We have become somewhat disconnected from the land, using its resources for our own pleasure, convenience, and economic benefit. From the field of Ecopsychology, we hypothesize that this disconnection from the land produces an underlying feeling of unwholeness and longing. We search for “things”, people and products to help us feel whole and happy again.
Advertisers prey on this and psychologists in marketing and advertising help them, and they use it to create our current day situation, where we instictually jump in the car or hop on Amazon to buy whatever we “need”.
Yet, as we have seen with the tomato trellis, it is actually more rare that we ever “need” to buy most things. Especially on some land, with a small homestead, you can find, grow, raise, cut down, barter, and borrow from the land and neighbors. It may start with a simple tomato trellis made from renewable and re-usable resources on our own land, to show respect and connection to our land and boldly go against the grain of advertising and mindless spending; but sustainable living goes a bit deeper.
Sustainable living puts a theory into action, by re-building a connection to our land and our community. And it connects us back to our own capabilities to create things.
With my hands in the dirt and carrying a log on my back, I can actually feel the healing throughout my body and mind; where this deeper wound of disconnection that is not adequately managed by the band-aid dopamine rush of buying and spending, is replaced by awareness, appreciation, and joy with the land and my family.

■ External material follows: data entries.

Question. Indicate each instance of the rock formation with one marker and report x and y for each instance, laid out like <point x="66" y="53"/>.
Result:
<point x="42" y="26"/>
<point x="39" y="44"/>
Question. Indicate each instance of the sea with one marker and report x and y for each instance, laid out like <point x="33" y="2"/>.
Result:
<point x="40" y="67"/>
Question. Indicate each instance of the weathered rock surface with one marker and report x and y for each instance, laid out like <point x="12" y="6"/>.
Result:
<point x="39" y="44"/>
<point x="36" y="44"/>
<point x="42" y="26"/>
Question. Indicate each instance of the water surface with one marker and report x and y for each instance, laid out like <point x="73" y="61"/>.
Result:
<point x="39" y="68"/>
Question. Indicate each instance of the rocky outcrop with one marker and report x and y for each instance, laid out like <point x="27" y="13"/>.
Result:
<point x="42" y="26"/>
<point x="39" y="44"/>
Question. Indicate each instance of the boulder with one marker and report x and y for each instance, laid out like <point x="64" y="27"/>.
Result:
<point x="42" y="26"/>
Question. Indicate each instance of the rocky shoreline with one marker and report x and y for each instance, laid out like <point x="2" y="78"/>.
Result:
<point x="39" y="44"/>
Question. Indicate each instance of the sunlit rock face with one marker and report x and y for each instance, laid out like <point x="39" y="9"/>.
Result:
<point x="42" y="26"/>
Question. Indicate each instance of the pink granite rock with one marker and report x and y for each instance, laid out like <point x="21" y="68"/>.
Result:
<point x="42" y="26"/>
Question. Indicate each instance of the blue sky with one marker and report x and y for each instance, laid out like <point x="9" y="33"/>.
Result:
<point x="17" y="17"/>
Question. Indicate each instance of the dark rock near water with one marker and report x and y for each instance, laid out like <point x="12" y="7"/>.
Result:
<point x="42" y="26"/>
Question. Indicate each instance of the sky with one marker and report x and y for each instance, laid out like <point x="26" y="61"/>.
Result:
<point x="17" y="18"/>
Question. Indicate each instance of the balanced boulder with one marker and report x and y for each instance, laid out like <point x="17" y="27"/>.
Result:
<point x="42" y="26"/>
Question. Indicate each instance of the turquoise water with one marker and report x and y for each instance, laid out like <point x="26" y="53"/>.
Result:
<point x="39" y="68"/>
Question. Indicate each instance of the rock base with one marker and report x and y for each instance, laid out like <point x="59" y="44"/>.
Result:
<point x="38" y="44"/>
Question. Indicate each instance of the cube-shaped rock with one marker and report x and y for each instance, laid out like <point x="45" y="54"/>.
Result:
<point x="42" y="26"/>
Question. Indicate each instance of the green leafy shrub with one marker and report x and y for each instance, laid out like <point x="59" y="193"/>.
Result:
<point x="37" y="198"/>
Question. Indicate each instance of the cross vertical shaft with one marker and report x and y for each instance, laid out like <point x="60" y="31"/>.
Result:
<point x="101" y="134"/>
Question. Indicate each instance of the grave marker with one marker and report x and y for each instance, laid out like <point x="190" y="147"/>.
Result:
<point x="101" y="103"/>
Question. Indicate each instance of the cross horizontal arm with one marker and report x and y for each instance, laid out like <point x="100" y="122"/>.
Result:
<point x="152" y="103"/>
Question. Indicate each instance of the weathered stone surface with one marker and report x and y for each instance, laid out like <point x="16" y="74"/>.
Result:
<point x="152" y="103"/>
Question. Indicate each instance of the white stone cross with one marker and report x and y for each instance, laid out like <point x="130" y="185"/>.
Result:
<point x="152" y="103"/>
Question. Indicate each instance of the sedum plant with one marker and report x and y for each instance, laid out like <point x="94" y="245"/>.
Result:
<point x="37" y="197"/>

Oh ya, and isn’t Aza cute in this picture!
If this idea intrigues you, try a little experiment….
Over the next week notice when you are about to buy something and consider if it is actually something you could make yourself, or use what you already have, or just somehow do differently that is more in alignment with your values? Share with us what comes up in the comments below!
For us, this moment of “consumer mindfulness” and getting off our autopilot of just buying what we need, allows us to have fun being creative, saves us money, and feels great to be living in alignment with our value of sustainability and self-sufficiency.